To install a specific release of MongoDB, specify each component package individually and append the version number to the package name, as in the following example that installs the 2.6.1` release of MongoDB:

sudo yum install -y mongodb-org-2.6.1 mongodb-org-server-2.6.1 mongodb-org-shell-2.6.1 mongodb-org-mongos-2.6.1 mongodb-org-tools-2.6.1

You can specify any available version of MongoDB. However yum will upgrade the packages when a newer version becomes available. To prevent unintended upgrades, pin the package. To pin a package, add the following exclude directive to your /etc/yum.conf file:

exclude=mongodb-org,mongodb-org-server,mongodb-org-shell,mongodb-org-mongos,mongodb-org-tools

Previous versions of MongoDB packages use different naming conventions. See the 2.4 version of documentation for more information.

Run MongoDB

Important

You must configure SELinux to allow MongoDB to start on Red Hat Linux-based systems (Red Hat Enterprise Linux, CentOS, Fedora). Administrators have three options:

  • enable access to the relevant ports (e.g. 27017) for SELinux. See Default MongoDB Port for more information on MongoDB’s default ports. For default settings, this can be accomplished by running

    semanage port -a -t mongod_port_t -p tcp 27017
    
  • set SELinux to permissive mode in /etc/selinux.conf. The line

    SELINUX=enforcing
    

    should be changed to

    SELINUX=permissive
    
  • disable SELinux entirely; as above but set

    SELINUX=disabled
    

All three options require root privileges. The latter two options each requires a system reboot and may have larger implications for your deployment.

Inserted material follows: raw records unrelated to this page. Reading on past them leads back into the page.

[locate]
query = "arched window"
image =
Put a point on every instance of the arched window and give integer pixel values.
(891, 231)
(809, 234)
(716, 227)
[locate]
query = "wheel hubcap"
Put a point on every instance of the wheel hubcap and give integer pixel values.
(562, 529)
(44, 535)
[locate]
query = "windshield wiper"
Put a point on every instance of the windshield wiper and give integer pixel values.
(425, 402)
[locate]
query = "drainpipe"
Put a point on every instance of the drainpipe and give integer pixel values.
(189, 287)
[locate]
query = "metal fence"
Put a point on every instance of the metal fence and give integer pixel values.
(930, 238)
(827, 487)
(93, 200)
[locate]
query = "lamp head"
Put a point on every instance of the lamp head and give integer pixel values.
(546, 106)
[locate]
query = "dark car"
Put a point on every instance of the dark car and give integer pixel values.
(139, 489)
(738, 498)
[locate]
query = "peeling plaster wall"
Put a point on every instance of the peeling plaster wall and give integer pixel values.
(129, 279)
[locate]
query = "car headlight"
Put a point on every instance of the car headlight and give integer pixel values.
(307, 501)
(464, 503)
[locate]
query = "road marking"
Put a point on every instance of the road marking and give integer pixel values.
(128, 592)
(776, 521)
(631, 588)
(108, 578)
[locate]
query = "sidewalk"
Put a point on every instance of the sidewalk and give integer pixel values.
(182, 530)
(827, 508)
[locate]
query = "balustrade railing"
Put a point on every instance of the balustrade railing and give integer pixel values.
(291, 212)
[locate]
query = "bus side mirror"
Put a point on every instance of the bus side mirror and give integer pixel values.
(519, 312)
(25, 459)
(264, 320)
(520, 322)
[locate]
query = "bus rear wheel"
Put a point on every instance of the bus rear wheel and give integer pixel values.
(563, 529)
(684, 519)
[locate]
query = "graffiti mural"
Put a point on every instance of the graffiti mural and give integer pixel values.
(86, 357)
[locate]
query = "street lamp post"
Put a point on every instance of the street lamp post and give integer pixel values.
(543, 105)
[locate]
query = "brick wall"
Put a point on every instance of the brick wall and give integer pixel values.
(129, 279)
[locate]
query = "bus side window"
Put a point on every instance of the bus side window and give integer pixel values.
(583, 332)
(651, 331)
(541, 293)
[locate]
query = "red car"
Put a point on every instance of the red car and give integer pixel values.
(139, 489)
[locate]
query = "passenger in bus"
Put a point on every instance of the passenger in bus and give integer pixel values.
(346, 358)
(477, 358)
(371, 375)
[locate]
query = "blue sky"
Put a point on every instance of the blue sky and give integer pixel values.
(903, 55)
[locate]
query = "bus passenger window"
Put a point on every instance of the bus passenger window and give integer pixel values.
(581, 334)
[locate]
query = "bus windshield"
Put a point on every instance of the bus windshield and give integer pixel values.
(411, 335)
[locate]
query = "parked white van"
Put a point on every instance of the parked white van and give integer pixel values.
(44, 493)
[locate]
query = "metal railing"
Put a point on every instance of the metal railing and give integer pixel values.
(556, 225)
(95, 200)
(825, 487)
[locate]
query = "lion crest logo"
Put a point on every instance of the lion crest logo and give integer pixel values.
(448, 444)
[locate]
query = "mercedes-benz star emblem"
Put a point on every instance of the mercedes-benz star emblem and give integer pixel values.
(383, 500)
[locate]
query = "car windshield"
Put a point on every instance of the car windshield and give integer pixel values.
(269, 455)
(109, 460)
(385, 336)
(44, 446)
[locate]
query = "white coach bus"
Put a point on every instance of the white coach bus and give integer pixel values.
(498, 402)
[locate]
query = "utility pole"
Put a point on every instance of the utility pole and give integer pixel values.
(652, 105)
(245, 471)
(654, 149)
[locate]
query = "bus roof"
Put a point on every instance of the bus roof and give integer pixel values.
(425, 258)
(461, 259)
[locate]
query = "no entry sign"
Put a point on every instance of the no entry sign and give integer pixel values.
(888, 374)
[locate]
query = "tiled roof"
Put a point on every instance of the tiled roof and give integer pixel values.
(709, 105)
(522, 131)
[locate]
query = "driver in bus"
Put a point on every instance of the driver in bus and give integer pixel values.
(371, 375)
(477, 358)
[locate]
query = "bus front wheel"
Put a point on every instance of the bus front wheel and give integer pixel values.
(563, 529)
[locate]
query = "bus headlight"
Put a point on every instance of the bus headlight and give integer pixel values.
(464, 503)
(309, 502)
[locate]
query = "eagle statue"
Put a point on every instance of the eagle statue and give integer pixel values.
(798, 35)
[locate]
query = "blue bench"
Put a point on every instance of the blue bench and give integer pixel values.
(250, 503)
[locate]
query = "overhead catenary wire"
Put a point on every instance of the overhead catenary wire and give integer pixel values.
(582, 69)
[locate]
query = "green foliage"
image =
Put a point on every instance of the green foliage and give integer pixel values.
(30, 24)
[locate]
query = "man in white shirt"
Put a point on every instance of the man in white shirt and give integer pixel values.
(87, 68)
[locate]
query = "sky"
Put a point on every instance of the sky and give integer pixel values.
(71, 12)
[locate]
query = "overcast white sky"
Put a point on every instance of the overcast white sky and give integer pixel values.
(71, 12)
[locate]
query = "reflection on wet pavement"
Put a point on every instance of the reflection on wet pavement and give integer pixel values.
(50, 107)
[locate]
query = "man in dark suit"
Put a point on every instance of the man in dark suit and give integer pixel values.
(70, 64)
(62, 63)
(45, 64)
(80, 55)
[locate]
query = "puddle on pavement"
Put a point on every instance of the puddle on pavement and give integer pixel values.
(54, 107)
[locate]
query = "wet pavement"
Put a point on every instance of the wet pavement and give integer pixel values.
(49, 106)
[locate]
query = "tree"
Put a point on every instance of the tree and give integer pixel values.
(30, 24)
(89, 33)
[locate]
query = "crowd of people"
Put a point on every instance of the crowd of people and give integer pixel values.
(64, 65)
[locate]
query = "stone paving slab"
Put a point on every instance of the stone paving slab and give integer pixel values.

You may alternatively choose not to install the SELinux packages when you are installing your Linux operating system, or choose to remove the relevant packages. This option is the most invasive and is not recommended.

The MongoDB instance stores its data files in /var/lib/mongo and its log files in /var/log/mongodb by default, and runs using the mongod user account. You can specify alternate log and data file directories in /etc/mongodb.conf. See systemLog.path and storage.dbPath for additional information.

If you change the user that runs the MongoDB process, you must modify the access control rights to the /var/lib/mongo and /var/log/mongodb directories to give this users access to these directories.

1

Start MongoDB.

You can start the mongod process by issuing the following command:

sudo service mongod start
2

Verify that MongoDB has started successfully

You can verify that the mongod process has started successfully by checking the contents of the log file at /var/log/mongodb/mongod.log for a line reading

[initandlisten] waiting for connections on port <port>

where <port> is the port configured in /etc/mongod.conf, 27017 by default.

You can optionally ensure that MongoDB will start following a system reboot by issuing the following command:

sudo chkconfig mongod on
3

Stop MongoDB.

As needed, you can stop the mongod process by issuing the following command:

sudo service mongod stop
4

Restart MongoDB.

You can restart the mongod process by issuing the following command:

sudo service mongod restart

You can follow the state of the process for errors or important messages by watching the output in the /var/log/mongodb/mongod.log file.

5

Begin using MongoDB.

To begin using MongoDB, see Getting Started with MongoDB. Also consider the Production Notes document before deploying MongoDB in a production environment.

Later, to stop MongoDB, press Control+C in the terminal where the mongod instance is running.